The research is detailed in Harvard Business Review by Clay Posey, an associate professor of information systems in the Marriott School of Business at Brigham Young University and chief research scientist at Beyond Layer 7, and Mindy Shoss, an associate professor of psychology at the University of Central Florida.

The pair asked more than 330 remote employees from a diverse range of industries to self-report on both their daily stress levels and their adherence to cyber security policies over the course of two weeks.

In addition, they conducted a series of in-depth interviews with 36 professionals who were forced to work remotely due to the pandemic; this was done to gain a better understanding of how the transition to work-from-home has impacted cyber security.

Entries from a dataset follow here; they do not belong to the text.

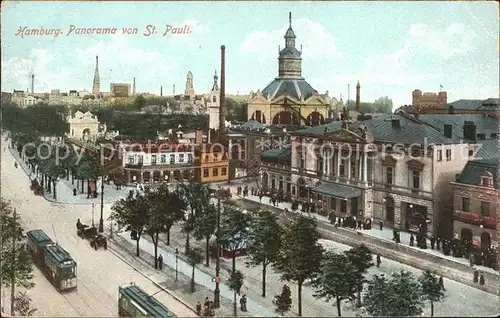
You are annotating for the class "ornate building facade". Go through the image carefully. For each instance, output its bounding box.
[248,13,329,126]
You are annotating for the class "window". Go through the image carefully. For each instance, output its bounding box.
[411,170,420,189]
[481,202,490,216]
[481,177,493,187]
[340,200,347,213]
[385,167,394,184]
[462,198,470,212]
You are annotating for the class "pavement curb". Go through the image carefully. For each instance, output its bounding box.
[108,243,199,317]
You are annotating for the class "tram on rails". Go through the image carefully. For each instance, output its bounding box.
[118,283,176,318]
[26,230,77,292]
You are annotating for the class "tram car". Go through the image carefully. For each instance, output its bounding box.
[26,230,77,292]
[118,283,176,318]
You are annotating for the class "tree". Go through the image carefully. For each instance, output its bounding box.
[145,184,187,269]
[274,284,292,316]
[182,183,210,254]
[134,95,146,112]
[217,204,251,273]
[228,268,244,317]
[109,193,150,257]
[14,292,37,317]
[274,215,323,316]
[313,251,358,317]
[247,210,282,297]
[193,200,217,266]
[186,247,203,293]
[418,270,444,317]
[364,271,423,317]
[345,244,373,307]
[0,198,35,315]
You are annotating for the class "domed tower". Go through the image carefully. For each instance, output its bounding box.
[278,12,302,78]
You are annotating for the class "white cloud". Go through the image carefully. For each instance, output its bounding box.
[240,19,342,60]
[2,49,71,92]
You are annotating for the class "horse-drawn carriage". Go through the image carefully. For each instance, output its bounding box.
[76,219,108,251]
[30,179,43,195]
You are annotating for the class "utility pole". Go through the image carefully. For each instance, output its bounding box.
[10,208,17,316]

“We found that across our sample, adherence to security conventions was intermittent. During the 10 workdays we studied, 67% of the participants reported failing to fully adhere to cyber security policies at least once, with an average failure-to-comply rate of once out of every 20 job tasks,” the researchers said.

When asked why they failed to follow security policies, the top three responses were, “to better accomplish tasks for my job,” “to get something I needed,” and “to help others get their work done.” These three responses accounted for 85% of the cases in which employees knowingly broke the rules. In contrast, employees reported a malicious desire to cause harm in only 3% of policy breaches.

“We also found that people were substantially more likely to knowingly break security protocols on days when they reported experiencing more stress, suggesting that being more stressed out reduced their tolerance for following rules that got in the way of doing their jobs,” the researchers said.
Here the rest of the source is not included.